Wärme, die von innen kommt: Placido Domingo heizt seinen Fans in der Berliner Waldbühne ein

Ob Placido Domingo vor dem Auftritt in der Berliner Waldbühne sein Horoskop in der „Frau im Spiegel“ gelesen hat? Die Zeitschrift aus dem Verlag Ehrlich & Sohn ist Hauptsponsor seines einzigen Deutschland-Open-Air-Konzerts in diesem Sommer, und der Tenorissimo ist – nein, nicht, wie man vermuten könnte, ein Stier, sondern im Sternzeichen des Wassermanns geboren. „Puh, das grenzt ja schon an Überforderung: So viele Menschen, die etwas von Ihnen wollen“, schreibt Astrologin Antonia Langsdorf in der aktuellen Ausgabe, „Schauen Sie mal genau hin: Da sind Liebe und Zuneigung mit im Spiel! Wer scheinbar nur Ihre Geselligkeit sucht, will auch Ihr Herz!“

In der Tat: Schätzungsweise 15000 Zuhörer sind trotz gesalzener Preise von bis zu 137 Euro und mieser Wetteraussichten in die Waldbühne gekommen. Auf der Rasenfläche direkt vor der Bühne, wo sie Klappstühle aufgebaut haben, bleibt kein Sitz frei. Große Lücken dagegen ganz oben im 22000-Plätze-Halbrund: Die Fans schauen eben nicht auf den Euro, wenn ihr Held in der Stadt ist. Ein wenig müssen sie die Zähne zusammenbeißen – doch nicht wegen Placido: Der ist in allerbester, Staunen machender Verfassung. Nein, wegen Joachim, dem Tiefdruckgebiet, das eiskalte Luft übers Olympiagelände weht. Immerhin regnet es nicht.
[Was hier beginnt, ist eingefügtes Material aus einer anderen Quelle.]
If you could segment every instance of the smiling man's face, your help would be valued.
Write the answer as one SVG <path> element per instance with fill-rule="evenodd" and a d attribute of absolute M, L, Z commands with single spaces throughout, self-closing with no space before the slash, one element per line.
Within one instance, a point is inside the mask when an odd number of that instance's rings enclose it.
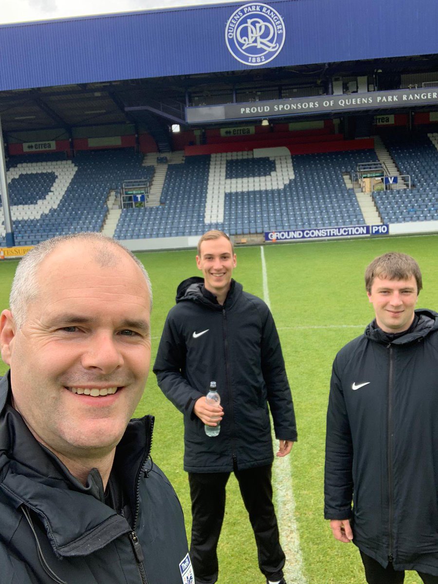
<path fill-rule="evenodd" d="M 232 270 L 236 267 L 236 255 L 231 244 L 225 237 L 206 239 L 201 243 L 196 256 L 198 269 L 202 271 L 204 283 L 208 291 L 217 296 L 220 302 L 230 290 Z"/>
<path fill-rule="evenodd" d="M 415 278 L 389 280 L 374 278 L 371 291 L 367 292 L 376 313 L 377 325 L 385 332 L 406 331 L 412 324 L 418 292 Z"/>
<path fill-rule="evenodd" d="M 36 439 L 61 458 L 110 452 L 149 370 L 144 276 L 123 250 L 108 244 L 112 259 L 102 264 L 88 244 L 62 244 L 43 260 L 21 328 L 9 311 L 0 318 L 14 406 Z"/>

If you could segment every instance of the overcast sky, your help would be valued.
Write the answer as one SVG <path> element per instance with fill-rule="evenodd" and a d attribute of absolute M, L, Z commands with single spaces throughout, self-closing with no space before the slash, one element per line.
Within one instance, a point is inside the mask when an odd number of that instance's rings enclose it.
<path fill-rule="evenodd" d="M 46 20 L 109 12 L 195 4 L 218 4 L 223 0 L 3 0 L 0 23 Z M 227 0 L 225 0 L 227 1 Z M 232 0 L 228 0 L 232 1 Z"/>

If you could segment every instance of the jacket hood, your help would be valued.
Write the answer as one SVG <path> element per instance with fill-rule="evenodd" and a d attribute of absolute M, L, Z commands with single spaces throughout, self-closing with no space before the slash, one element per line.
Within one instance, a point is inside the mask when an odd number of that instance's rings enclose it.
<path fill-rule="evenodd" d="M 130 531 L 127 521 L 105 504 L 97 469 L 90 472 L 84 486 L 35 440 L 9 404 L 10 391 L 8 375 L 0 379 L 0 488 L 12 505 L 37 513 L 58 557 L 87 555 Z M 136 485 L 149 456 L 153 422 L 151 416 L 131 420 L 116 450 L 113 468 L 126 481 L 133 516 Z M 69 502 L 60 506 L 60 500 Z"/>
<path fill-rule="evenodd" d="M 430 333 L 438 330 L 438 312 L 427 308 L 419 308 L 415 311 L 419 320 L 413 331 L 406 335 L 396 337 L 391 341 L 394 345 L 406 345 L 424 338 Z M 374 322 L 374 321 L 373 321 Z M 365 336 L 370 340 L 378 343 L 388 343 L 387 333 L 380 329 L 374 328 L 373 322 L 370 322 L 365 329 Z"/>
<path fill-rule="evenodd" d="M 242 290 L 242 284 L 231 279 L 231 287 L 224 303 L 225 308 L 230 308 L 240 296 Z M 181 282 L 176 289 L 175 300 L 177 304 L 188 300 L 208 307 L 213 310 L 221 310 L 223 308 L 214 294 L 204 287 L 204 279 L 197 276 L 187 278 Z"/>

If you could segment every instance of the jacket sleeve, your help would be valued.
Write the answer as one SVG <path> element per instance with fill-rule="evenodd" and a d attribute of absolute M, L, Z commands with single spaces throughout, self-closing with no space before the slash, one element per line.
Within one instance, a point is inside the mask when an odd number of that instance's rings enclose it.
<path fill-rule="evenodd" d="M 287 380 L 277 329 L 270 311 L 262 325 L 261 342 L 262 372 L 267 390 L 269 404 L 277 440 L 296 442 L 297 425 L 294 404 Z"/>
<path fill-rule="evenodd" d="M 337 359 L 333 365 L 327 411 L 324 516 L 326 519 L 349 519 L 353 498 L 353 444 Z"/>
<path fill-rule="evenodd" d="M 193 416 L 194 402 L 204 395 L 192 387 L 185 378 L 186 343 L 172 311 L 164 324 L 158 351 L 154 365 L 158 385 L 166 397 L 182 413 Z"/>

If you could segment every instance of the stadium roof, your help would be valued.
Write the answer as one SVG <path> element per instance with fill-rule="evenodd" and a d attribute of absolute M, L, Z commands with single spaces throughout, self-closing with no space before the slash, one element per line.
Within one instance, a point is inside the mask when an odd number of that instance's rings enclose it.
<path fill-rule="evenodd" d="M 283 30 L 279 50 L 249 63 L 231 46 L 233 23 L 255 5 Z M 151 116 L 183 119 L 188 95 L 213 87 L 438 71 L 437 20 L 436 0 L 283 0 L 1 25 L 3 129 L 147 125 Z"/>

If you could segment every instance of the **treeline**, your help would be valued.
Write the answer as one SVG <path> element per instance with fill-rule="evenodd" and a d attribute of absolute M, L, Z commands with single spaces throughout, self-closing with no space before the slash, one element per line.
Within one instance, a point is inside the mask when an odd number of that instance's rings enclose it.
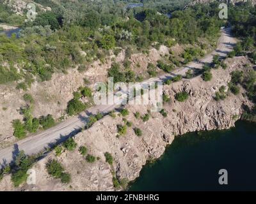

Mit Jules Massenets „Le Cid“ eröffnet Domingo das Programm. A la bonne heure, der Mann hat Geschmack – und mit 120 verschiedenen Partien einen schier unerschöpflichen Repertoirefundus. Es folgen Wagners „Winterstürme“ aus der „Walküre“ und „La solita storia“ aus Cileas „Arlesiana“. Zuvor aber geleitet der Meister seine Sangespartnerin des Abends, Veronica Villarroel, galant bis zum Rampenrand; ein Gentleman durch und durch, in seiner Ritterlichkeit ebenso ungekünstelt wie beim Handkusswerfen oder den Standbein-Spielbein-Posen, wann immer die Musik sich pathetisch aufbäumt. „Geldverdienen allein ist kein Ziel für Sie“, steht in der „Frau im Spiegel“. Die Hellseherin aus Bergisch Gladbach hat das Zeug, einen doch noch zum Sternenglauben zu bekehren. Trotz 45 Jetset-Jahren auf allen Bühnen rund um den Globus bringt der dunkellockige Herr im schwarzen Gehrock da oben die Arien-Evergreens so frisch, so teilnehmend, als interpretiere er sie zum allerersten Mal. In Wahrheit aber steckt dahinter das Raffinement des Routiniers.

„Wenn ich anfange, mich selber langweilig zu finden“, hat Placido Domingo jüngst erklärt, „dann werde ich abtreten“. Der Abend in der Waldbühne macht den Fans Hoffnung, dass er ihnen noch eine gute Weile erhalten bleibt. Begeistert – so hört es sich wenigstens durch die exzellente Tonanlage an – stürzt er sich auf „Dein ist mein ganzes Herz“, „Some Enchanted Evening“, dann auf die „West Side Story“ im Duett mit Veronica Villarroel, die ihrerseits als Operettendiva mit „My fair Lady“ und „Giuditta“ glänzt (während das Staatsorchester Frankfurt unter Eugene Kohn bemüht im Hintergrund werkelt). Bei „Granada“ geraten die 15000 endgültig ins kollektive Delirium. Großzügig spendiert Domingo spanische Zarzuela-Hits, tanzt noch eine Walzerrunde mit Signorita Villarroel, während das Waldbühnenrund „Lippen schweigen“ summt, und entschwindet dann – ohne das bei Open Airs bislang als unvermeidlich geltende „Traviata“-Trinklied angestimmt zu haben.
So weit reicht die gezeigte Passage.